Потом, освобожденные от страха падать, они пробуют катиться со склона в сапогах, как на
лыжах. Ровно скользить не выходит, потому что в глине кое-где попадаются шероховатые камешки,
зато падать – одно удовольствие! Теперь они уже валятся смело, увозюкиваясь в глине, и вода
течёт по одежде жёлтыми полосами. Вёдра они просто спинывают вниз, а, находя их застрявшими
в каком-нибудь ручье, посылают дальше – как только не теряют вовсе? В рюкзаки не заглядывают
и о них не говорят. Главное же, что никогда им не было так весело, как теперь. И, конечно же, Чок
никогда так не веселился вместе с ними.
Дождь притихает, когда они уже подходят к огородам первых домов.
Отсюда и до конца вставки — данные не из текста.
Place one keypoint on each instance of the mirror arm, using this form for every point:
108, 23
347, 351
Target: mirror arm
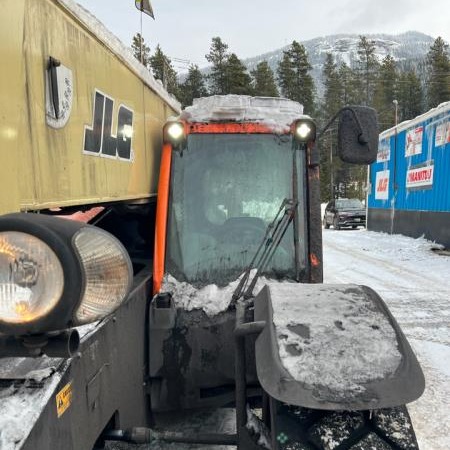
361, 138
328, 125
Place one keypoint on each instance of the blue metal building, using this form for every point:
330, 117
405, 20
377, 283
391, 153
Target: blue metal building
410, 181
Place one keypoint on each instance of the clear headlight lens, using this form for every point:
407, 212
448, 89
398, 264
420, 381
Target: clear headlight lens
108, 273
175, 130
303, 131
31, 278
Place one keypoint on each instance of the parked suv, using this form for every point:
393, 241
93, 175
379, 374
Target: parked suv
345, 212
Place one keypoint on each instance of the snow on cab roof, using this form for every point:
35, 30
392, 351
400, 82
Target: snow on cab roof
277, 113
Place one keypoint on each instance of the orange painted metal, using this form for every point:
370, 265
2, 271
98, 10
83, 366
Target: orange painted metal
161, 217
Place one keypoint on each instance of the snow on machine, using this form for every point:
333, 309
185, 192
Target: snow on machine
210, 297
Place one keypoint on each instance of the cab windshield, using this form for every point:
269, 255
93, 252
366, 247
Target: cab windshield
225, 190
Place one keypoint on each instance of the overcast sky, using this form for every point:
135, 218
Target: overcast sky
184, 28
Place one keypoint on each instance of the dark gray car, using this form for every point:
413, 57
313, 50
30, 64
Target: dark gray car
345, 212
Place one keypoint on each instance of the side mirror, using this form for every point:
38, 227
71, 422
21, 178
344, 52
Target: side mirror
358, 135
145, 7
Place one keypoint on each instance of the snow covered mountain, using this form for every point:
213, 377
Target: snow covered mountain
408, 49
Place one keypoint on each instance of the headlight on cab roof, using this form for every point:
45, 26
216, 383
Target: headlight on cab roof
174, 133
56, 273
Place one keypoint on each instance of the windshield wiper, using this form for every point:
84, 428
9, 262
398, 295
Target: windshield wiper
273, 236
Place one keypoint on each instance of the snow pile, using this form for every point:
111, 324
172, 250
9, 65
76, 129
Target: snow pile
276, 113
211, 298
119, 49
21, 406
333, 335
336, 428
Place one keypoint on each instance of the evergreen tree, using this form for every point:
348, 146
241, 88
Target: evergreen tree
333, 100
386, 92
350, 88
367, 66
264, 81
294, 78
438, 62
162, 70
218, 57
237, 80
141, 51
192, 87
409, 96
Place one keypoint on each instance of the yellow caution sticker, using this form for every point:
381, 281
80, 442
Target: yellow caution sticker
64, 399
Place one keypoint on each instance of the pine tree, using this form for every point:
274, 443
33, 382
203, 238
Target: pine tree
264, 81
409, 96
367, 66
295, 81
162, 70
332, 102
350, 88
438, 62
333, 88
386, 92
237, 80
218, 57
192, 87
141, 51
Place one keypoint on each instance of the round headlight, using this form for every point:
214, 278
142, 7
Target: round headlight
175, 130
107, 270
57, 273
31, 278
305, 130
174, 133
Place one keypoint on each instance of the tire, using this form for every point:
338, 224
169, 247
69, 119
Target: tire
336, 224
299, 428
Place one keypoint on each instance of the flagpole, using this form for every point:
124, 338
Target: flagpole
140, 41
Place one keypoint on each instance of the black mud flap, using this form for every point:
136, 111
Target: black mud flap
333, 347
297, 428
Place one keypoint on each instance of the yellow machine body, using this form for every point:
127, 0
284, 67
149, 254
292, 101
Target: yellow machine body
46, 161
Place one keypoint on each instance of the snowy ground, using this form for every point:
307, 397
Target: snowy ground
415, 283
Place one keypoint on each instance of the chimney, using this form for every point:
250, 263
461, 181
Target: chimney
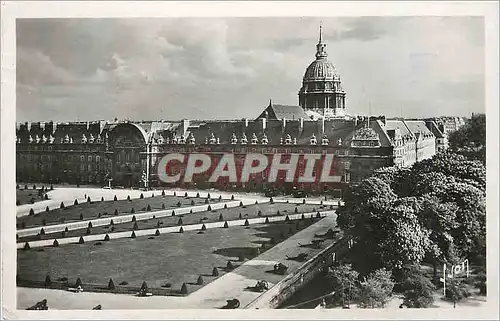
185, 126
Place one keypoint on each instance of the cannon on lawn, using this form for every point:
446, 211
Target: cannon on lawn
42, 305
302, 257
280, 268
232, 304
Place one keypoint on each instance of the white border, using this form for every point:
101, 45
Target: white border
11, 10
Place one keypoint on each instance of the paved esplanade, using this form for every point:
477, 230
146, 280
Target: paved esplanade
212, 296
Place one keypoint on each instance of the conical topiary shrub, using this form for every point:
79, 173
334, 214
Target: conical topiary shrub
184, 289
111, 284
48, 281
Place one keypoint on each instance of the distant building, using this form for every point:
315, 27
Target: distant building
93, 152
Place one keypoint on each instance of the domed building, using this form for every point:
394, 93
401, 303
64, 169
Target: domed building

Но, кажется, воздух уже
настолько напичкан влагой, что дождит сам по себе. Лишь теперь они вытряхивают из своих
мешков скользкую груздёвую окрошку и споласкивают их в большой чистой луже… С чем ушли, с
тем и пришли…
Да уж, а ведь другого-то друга, пожалуй, нет и не будет. И в свой день рождения надо было всё-
таки идти именно к нему. И вообще пора с ним поговорить. С кем ещё, как не с Серёгой, от
которого веет чистотой, можно откровенно обсудить и осудить свою непутёвую жизнь?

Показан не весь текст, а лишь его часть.